Find D given the following:

\begin{bmatrix}2&5\\

8&1\end{bmatrix}

D = 2(1) - 8(5)

D = 2 - 40

D = - 38

Can the determinant be negative? Sullivan provides a fuzzy definition for the determinant. Perhaps, I need someone here to clarify this word. In the previous post, D = 0. Here, D = - 38. What exactly does that mean? I know D can also be a positive number. When I find the determinant in given problems, what exactly have I found?
 
A determinant can have any value you can imagine.

To really explain what the determinant means, you would need to be learning linear algebra. That's one reason some people would consider it inappropriate to be learning about them outside of a linear algebra course. It's sort of, "We're going to use this idea that you are not really ready for, so just trust us and do what we say." Math people don't like doing that.

So, for your purposes, a determinant is just a number you can calculate, that's useful in Cramer's Rule. The sign probably doesn't affect anything you'd do with it; whether it is zero definitely does.

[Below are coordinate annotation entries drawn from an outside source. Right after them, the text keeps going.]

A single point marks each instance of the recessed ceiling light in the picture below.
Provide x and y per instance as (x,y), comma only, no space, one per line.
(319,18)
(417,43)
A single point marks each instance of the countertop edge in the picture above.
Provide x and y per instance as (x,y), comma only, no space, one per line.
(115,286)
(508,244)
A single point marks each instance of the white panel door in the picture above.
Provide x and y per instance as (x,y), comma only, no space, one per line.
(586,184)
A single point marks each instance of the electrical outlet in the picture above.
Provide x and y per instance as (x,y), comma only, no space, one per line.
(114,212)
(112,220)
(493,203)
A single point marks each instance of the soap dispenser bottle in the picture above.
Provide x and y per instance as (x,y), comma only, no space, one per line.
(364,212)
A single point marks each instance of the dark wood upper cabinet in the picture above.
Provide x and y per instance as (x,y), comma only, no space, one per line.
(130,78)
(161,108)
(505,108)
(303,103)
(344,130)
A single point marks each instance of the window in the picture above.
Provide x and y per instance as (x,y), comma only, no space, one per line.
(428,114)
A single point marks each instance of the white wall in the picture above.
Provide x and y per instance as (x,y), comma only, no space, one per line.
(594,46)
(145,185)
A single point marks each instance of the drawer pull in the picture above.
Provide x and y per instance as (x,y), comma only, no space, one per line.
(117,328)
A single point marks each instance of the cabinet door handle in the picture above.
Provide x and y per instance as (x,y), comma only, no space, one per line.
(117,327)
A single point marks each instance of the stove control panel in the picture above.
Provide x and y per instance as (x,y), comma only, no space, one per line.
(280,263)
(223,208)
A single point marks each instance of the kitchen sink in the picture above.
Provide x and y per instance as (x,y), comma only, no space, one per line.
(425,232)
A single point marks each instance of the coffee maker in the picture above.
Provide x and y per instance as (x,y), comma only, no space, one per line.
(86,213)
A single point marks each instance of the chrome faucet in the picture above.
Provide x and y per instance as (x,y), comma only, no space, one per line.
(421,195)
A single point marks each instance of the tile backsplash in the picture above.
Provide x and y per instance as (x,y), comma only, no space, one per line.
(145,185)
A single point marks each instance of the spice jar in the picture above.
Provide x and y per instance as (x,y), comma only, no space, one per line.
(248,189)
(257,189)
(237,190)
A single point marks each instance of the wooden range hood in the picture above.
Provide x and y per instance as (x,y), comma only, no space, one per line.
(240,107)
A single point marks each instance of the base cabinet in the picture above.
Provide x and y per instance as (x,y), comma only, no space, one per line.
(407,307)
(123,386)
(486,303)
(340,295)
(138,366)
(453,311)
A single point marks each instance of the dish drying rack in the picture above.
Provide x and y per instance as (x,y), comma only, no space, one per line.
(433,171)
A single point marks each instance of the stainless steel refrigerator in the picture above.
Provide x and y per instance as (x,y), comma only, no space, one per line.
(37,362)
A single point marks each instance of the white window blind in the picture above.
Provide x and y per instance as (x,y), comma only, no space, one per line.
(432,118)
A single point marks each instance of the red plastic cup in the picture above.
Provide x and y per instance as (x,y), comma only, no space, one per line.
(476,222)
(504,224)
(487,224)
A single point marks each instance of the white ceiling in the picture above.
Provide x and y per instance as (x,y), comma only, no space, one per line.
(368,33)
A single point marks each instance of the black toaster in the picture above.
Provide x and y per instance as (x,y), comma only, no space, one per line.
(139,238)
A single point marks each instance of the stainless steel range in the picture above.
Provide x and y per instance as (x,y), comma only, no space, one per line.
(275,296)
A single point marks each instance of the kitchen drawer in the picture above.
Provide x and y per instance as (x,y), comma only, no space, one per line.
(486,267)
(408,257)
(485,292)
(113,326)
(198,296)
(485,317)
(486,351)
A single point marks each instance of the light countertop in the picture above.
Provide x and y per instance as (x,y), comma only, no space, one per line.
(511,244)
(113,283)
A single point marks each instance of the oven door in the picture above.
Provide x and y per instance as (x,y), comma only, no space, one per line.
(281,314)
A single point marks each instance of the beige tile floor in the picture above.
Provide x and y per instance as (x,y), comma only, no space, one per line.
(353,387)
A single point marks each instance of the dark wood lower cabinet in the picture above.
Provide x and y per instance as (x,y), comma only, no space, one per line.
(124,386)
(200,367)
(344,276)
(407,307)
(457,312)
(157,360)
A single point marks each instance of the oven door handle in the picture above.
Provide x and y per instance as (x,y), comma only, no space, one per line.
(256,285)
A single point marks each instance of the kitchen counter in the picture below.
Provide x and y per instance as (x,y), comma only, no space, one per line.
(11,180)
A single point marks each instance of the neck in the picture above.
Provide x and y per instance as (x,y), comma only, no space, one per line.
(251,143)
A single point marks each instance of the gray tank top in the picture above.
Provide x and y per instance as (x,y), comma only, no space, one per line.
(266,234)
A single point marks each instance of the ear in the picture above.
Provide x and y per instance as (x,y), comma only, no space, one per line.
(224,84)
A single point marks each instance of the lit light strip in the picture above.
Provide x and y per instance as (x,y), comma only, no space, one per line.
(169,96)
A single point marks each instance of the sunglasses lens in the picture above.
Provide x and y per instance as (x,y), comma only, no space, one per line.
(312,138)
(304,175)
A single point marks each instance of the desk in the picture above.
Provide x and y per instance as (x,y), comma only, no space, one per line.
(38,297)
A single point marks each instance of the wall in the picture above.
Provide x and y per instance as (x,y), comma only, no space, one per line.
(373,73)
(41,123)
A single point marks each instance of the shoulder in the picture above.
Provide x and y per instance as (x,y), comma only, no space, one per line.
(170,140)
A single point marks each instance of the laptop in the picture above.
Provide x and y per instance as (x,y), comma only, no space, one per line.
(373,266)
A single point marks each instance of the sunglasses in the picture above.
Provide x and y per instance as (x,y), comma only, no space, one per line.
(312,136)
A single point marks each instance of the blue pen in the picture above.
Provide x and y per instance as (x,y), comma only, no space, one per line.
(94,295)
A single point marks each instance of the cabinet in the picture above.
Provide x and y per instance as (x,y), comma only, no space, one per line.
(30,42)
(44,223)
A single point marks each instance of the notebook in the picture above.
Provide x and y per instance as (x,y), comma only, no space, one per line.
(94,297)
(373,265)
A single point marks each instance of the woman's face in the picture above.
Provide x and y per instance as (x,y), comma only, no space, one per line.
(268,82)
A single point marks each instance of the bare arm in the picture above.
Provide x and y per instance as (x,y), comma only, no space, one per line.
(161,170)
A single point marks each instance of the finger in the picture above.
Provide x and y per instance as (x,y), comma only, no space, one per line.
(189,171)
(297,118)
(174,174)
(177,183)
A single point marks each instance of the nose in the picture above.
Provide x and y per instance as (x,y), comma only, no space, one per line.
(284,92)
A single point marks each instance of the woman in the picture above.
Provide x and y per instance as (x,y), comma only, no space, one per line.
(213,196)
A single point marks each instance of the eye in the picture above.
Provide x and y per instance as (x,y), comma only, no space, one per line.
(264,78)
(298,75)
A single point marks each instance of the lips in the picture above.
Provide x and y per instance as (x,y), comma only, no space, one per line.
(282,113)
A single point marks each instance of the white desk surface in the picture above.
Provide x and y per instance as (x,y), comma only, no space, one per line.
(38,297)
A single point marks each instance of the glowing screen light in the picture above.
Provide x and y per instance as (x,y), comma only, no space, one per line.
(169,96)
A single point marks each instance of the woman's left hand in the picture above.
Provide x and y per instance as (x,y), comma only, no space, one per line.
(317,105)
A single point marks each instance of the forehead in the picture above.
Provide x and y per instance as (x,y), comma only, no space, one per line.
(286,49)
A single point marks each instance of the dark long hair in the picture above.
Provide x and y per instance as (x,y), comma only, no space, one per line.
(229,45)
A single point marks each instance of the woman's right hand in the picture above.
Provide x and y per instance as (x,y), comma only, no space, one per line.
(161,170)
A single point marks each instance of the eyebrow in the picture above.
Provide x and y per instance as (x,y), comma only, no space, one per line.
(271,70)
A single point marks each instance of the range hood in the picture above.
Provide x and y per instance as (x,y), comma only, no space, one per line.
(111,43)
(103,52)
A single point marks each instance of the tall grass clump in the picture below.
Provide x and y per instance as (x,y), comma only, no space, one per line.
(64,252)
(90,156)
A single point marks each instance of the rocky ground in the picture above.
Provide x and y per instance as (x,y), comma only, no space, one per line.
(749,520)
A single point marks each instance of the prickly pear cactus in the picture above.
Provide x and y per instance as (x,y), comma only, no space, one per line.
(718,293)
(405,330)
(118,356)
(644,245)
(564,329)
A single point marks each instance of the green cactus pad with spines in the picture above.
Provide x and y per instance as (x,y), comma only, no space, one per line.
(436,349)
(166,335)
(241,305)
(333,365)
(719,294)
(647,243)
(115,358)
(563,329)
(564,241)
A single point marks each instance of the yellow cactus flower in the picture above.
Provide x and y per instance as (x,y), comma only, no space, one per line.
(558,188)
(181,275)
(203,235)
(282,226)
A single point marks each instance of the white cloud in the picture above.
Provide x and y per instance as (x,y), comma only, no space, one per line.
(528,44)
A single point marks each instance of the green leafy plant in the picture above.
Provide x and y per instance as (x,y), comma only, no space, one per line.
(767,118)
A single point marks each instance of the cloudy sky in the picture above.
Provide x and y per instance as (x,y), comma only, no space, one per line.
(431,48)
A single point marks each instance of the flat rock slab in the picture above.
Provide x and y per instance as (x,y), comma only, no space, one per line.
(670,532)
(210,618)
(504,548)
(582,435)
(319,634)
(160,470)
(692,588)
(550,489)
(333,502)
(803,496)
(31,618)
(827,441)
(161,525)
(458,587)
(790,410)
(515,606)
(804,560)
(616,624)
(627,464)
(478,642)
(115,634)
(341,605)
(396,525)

As for what it really is, maybe start here: https://en.wikipedia.org/wiki/Determinant

A nice quote from there, if you want a brief statement of what a determinant means:

Geometrically, it can be viewed as the volume scaling factor of the linear transformation described by the matrix. This is also the signed volume of the n-dimensional parallelepiped spanned by the column or row vectors of the matrix. The determinant is positive or negative according to whether the linear mapping preserves or reverses the orientation of n-space.​

There are some very interesting details hidden in all that! But none of them are going to be in your chapter.
 
A determinant can have any value you can imagine.

To really explain what the determinant means, you would need to be learning linear algebra. That's one reason some people would consider it inappropriate to be learning about them outside of a linear algebra course. It's sort of, "We're going to use this idea that you are not really ready for, so just trust us and do what we say." Math people don't like doing that.

So, for your purposes, a determinant is just a number you can calculate, that's useful in Cramer's Rule. The sign probably doesn't affect anything you'd do with it; whether it is zero definitely does.

As for what it really is, maybe start here: https://en.wikipedia.org/wiki/Determinant

A nice quote from there, if you want a brief statement of what a determinant means:

Geometrically, it can be viewed as the volume scaling factor of the linear transformation described by the matrix. This is also the signed volume of the n-dimensional parallelepiped spanned by the column or row vectors of the matrix. The determinant is positive or negative according to whether the linear mapping preserves or reverses the orientation of n-space.​

There are some very interesting details hidden in all that! But none of them are going to be in your chapter.

Interesting. Thanks for the link provided.